Для Ольги все прошло как во сне. Нельзя сказать, что все играли хорошо и спектакль шел ровно, но то, как зал замирал, когда на сцене был Миша и особенно когда он произносил свои монологи, говорило о том, что в целом все шло прекрасно. Публика после каждого акта награждала актеров долгими овациями, а в конце все в едином порыве кричали «браво». Во время поклонов Оля видела радостное лицо своей тети, видела, как искренне аплодируют им Станиславский с Качаловым, и сердце ее переполнялось ощущением счастья, какого она еще никогда не испытывала. Как же это удивительно – быть актрисой и ловить на себе восхищенные глаза зрителей. Но, к сожалению, почти все глаза были обращены лишь на Мишу. Раздавались даже крики: «Браво, Чехов!» Уже откланявшись, все участники ушли со сцены, а публика всё требовала и требовала выхода Михаила. И он выходил. Он был счастлив. Он доказал себе и зрителям, что может играть эту роль, а значит, когда-нибудь осуществит свою мечту и в настоящем театре. Наконец крики кончились, занавес закрылся окончательно, и уходя Миша неожиданно наткнулся на кузину. Она стояла, притаившись в кулисе. Столкнувшись с девушкой нос к носу, он вдруг схватил ее в объятия и поцеловал прямо в приоткрытые губы. Их языки соприкоснулись, и они слились в таком страстном поцелуе, что у Ольги пол поплыл под ногами. «Всё, – промелькнуло в голове девушки. – Теперь у меня будет ребенок!»

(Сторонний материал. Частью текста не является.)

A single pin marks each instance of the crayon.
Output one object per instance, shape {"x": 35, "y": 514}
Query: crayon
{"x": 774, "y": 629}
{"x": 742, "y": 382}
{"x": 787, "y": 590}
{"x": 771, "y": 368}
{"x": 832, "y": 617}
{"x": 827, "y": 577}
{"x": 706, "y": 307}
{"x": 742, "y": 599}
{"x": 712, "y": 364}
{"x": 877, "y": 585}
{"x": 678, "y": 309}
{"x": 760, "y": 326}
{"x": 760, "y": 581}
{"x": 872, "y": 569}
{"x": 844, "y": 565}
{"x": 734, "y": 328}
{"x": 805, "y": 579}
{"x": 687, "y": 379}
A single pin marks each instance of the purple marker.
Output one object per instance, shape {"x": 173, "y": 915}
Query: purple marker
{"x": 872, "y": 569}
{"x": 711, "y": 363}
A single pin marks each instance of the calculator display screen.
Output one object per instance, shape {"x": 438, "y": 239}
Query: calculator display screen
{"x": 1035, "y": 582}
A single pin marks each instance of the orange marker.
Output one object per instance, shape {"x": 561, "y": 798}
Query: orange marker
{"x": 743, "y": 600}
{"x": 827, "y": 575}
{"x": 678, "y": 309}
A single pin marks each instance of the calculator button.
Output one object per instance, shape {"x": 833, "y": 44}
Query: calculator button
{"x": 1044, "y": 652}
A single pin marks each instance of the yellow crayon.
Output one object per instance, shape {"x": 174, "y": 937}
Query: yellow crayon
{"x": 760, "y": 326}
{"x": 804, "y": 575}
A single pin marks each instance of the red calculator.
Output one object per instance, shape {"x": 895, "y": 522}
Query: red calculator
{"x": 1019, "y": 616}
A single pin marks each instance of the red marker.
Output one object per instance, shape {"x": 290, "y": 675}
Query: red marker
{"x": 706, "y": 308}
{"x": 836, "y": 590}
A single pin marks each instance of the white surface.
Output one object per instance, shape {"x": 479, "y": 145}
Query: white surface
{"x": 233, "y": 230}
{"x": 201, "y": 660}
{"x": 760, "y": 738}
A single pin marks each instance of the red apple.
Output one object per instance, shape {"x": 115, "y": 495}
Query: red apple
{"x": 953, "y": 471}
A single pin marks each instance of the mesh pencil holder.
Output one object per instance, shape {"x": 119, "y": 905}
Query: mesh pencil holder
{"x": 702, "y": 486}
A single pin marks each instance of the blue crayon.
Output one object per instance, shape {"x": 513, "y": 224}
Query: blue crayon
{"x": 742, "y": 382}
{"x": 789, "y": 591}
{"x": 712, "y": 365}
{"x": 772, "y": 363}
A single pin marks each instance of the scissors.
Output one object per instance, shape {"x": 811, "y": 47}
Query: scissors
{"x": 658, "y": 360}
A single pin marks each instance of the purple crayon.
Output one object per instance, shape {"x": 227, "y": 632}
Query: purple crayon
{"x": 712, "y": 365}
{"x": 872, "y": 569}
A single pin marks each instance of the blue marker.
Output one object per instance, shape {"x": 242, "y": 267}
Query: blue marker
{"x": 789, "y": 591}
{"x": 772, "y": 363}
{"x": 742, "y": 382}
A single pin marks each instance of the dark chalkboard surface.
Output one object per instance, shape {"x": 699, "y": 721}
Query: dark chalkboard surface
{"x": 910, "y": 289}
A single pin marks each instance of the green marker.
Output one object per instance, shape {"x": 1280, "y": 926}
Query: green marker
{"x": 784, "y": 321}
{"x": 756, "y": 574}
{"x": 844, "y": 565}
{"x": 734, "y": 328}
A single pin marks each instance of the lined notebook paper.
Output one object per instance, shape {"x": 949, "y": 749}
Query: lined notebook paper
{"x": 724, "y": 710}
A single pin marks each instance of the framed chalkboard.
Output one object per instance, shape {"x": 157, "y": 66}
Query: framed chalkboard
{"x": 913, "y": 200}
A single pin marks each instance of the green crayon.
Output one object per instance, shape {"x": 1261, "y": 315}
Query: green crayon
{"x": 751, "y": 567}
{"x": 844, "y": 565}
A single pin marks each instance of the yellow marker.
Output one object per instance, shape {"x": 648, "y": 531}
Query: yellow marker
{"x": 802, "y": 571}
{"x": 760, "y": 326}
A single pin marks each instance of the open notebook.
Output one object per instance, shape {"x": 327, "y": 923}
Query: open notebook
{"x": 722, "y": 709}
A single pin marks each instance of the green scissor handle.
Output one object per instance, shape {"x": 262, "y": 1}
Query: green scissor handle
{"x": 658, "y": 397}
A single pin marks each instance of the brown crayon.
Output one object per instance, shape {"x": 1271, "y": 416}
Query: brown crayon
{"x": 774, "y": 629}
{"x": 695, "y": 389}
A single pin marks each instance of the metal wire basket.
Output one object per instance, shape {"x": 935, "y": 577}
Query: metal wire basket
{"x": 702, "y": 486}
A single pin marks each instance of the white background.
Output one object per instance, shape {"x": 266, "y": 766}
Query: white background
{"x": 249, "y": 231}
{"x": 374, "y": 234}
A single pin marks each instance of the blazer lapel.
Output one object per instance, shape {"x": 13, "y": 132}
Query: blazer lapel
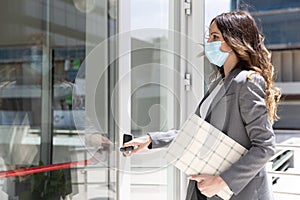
{"x": 210, "y": 89}
{"x": 222, "y": 90}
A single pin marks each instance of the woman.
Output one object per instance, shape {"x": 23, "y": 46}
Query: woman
{"x": 241, "y": 102}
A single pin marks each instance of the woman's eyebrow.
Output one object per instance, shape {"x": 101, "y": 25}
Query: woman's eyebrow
{"x": 214, "y": 33}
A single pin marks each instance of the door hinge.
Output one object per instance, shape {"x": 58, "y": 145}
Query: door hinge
{"x": 187, "y": 7}
{"x": 187, "y": 82}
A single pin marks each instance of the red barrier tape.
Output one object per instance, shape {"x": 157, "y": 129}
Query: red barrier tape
{"x": 45, "y": 168}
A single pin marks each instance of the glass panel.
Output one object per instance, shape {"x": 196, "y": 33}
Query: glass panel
{"x": 153, "y": 95}
{"x": 22, "y": 45}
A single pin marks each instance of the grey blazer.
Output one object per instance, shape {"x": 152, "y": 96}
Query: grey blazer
{"x": 239, "y": 110}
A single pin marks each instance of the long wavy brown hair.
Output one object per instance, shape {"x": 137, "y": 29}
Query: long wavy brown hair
{"x": 241, "y": 33}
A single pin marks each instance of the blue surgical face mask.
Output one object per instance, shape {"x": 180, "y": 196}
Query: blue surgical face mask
{"x": 214, "y": 53}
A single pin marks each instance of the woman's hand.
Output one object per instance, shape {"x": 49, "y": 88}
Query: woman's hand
{"x": 209, "y": 185}
{"x": 139, "y": 144}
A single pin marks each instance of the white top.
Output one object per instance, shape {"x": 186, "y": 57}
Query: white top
{"x": 206, "y": 103}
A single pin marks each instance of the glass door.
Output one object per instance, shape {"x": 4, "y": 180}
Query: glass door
{"x": 158, "y": 55}
{"x": 55, "y": 135}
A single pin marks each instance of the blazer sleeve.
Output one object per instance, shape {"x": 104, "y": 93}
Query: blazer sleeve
{"x": 253, "y": 111}
{"x": 162, "y": 139}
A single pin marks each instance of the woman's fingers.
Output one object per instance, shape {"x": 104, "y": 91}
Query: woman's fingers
{"x": 138, "y": 144}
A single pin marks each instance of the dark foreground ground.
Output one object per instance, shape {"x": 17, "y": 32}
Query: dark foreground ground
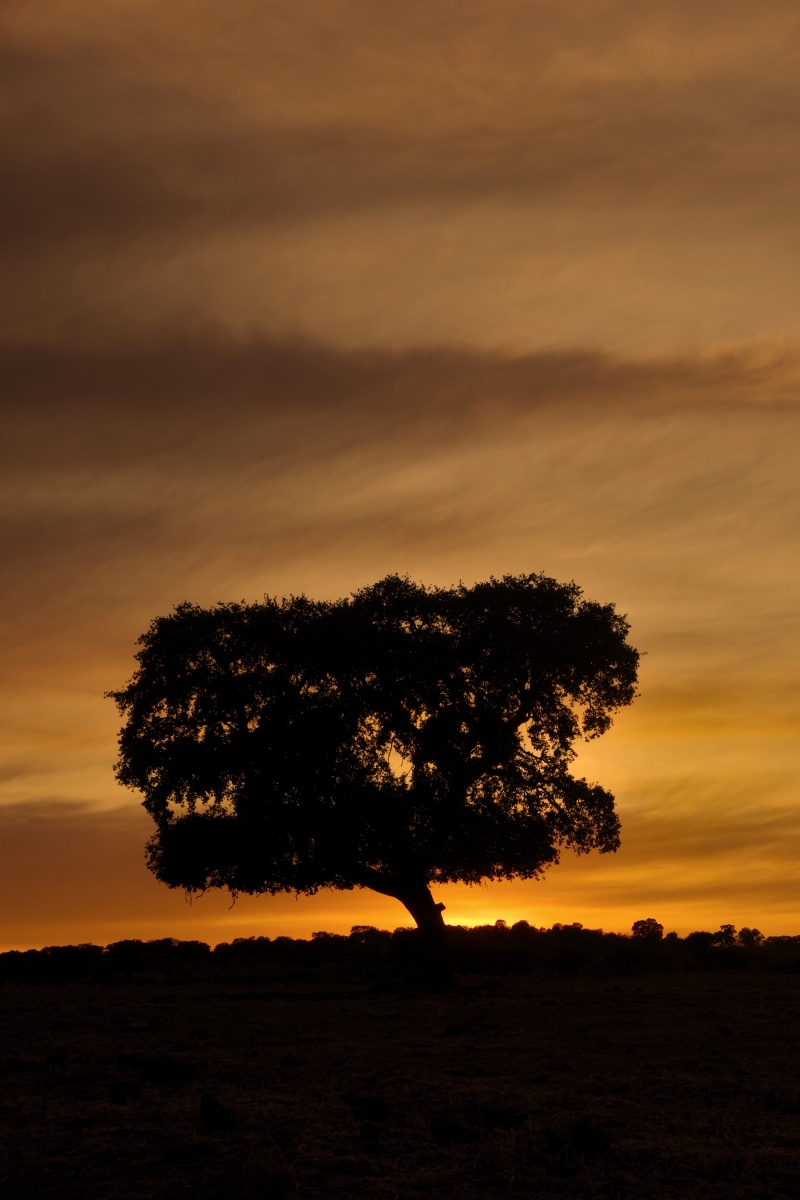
{"x": 662, "y": 1086}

– Ты должен на мне жениться, – испуганно проговорила она, когда он отпустил ее.
– Я готов, – тут же согласился Михаил, совсем не подозревая о причине этих ее слов. – Хоть завтра.
На следующий день он уехал в Москву, а Ольгу все преследовала мысль о женитьбе. Забудет Миша о том, что обещал, или нет? Перед отъездом он ни словом об этом не обмолвился. Расстраивало и то, что Станиславский не позвал ее в студию. После спектакля, придя за кулисы, он сказал много добрых слов Мише, похвалил всех участников, в том числе и ее, но… ни Станиславский, ни тетя Оля, ни Качалов, никто из них не сказал ей, что она может быть актрисой. Это было обидно. Разве она плохо играла? Но более всего сейчас ее мучили мысли о том, что произошло в кулисе между нею и Михаилом. Ведь ее слюна слилась с его слюной, и теперь у нее может быть ребенок. Может или не может? Это особенно мучило и страшило ее. Надо было немедленно у кого-нибудь спросить. Узнать. Но у кого? С кем поговорить на эту тему? Кому довериться?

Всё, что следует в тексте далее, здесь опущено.